Mãe, consegui acessar a ficha médica dele. Tudo que encontrei é ortopedia. Tá ouvindo? Ortopedia. Acho que ele quer te pregar uma peça.
Por que você está escondendo a doença da sua família – perguntou ela, ignorando completamente a dica do filho.
– Minha mulher tem uma depressão de anos. Um dos nossos filhos, o único que mora no Brasil, precisa muito de mim, deu para beber, não sai de casa.
Aí eu digo que estou tratando o joelho. Que, aliás, estou mesmo. Fiz uma baita cirurgia no começo do ano passado, mas nunca ficou bom – disse sorrindo.
Sem falar mais nada, Dona Ruth coloca a mão sobre a cabeça de Carlos e reza algo que ele não consegue decifrar.
– Meu filho, eu não tenho o poder de te curar, mas posso dizer o que você precisa fazer: vai para casa, junta a sua família e conta a verdade. Você passou a vida tentando ser o esteio de todo mundo, mas agora quem mais precisa de esteio é você.

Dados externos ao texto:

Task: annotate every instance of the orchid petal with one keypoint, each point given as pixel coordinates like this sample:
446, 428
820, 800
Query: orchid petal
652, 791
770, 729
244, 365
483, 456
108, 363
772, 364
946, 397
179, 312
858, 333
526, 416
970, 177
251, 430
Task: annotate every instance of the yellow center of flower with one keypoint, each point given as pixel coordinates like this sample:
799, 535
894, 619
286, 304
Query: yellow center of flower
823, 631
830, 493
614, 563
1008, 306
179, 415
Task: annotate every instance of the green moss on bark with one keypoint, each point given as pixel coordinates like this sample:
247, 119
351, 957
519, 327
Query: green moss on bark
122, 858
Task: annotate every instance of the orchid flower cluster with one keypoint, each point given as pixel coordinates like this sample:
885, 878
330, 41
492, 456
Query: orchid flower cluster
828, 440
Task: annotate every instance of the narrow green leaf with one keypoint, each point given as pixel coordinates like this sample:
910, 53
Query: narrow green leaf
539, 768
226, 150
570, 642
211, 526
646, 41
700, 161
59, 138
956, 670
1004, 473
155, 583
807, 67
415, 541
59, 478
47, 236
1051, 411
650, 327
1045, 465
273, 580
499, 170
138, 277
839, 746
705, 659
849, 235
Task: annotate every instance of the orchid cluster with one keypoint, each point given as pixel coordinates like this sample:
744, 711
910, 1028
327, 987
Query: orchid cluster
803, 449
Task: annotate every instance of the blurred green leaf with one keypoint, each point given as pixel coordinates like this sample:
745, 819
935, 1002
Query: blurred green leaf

Vai com tudo, sem se preocupar com a fraqueza de ninguém. Depois, pega essa grana que você ganhou e aplica no melhor tratamento do mundo. Tem um ditado que diz que Deus gosta de ajudar quem leva a saúde a sério. Acredite nele. E vá em paz.
Uma lágrima escorria do rosto iluminado de Carlos, tal como se ainda fosse o coroinha de São Luiz do Paraitinga, que se divertia dando vozes às estátuas da igreja.
Obrigado, muito obrigado – disse, enquanto saía a passos largos, esquecendo-se de pagar.
Este dia Dona Ruth foi mais cedo para casa. Equipamento na mão, agradeceu demais ao filho pela parceria no projeto mirabolante e sugeriu que tentasse arrumar um emprego. O tempo da tecnologia como muleta e simulacro havia ficado para trás.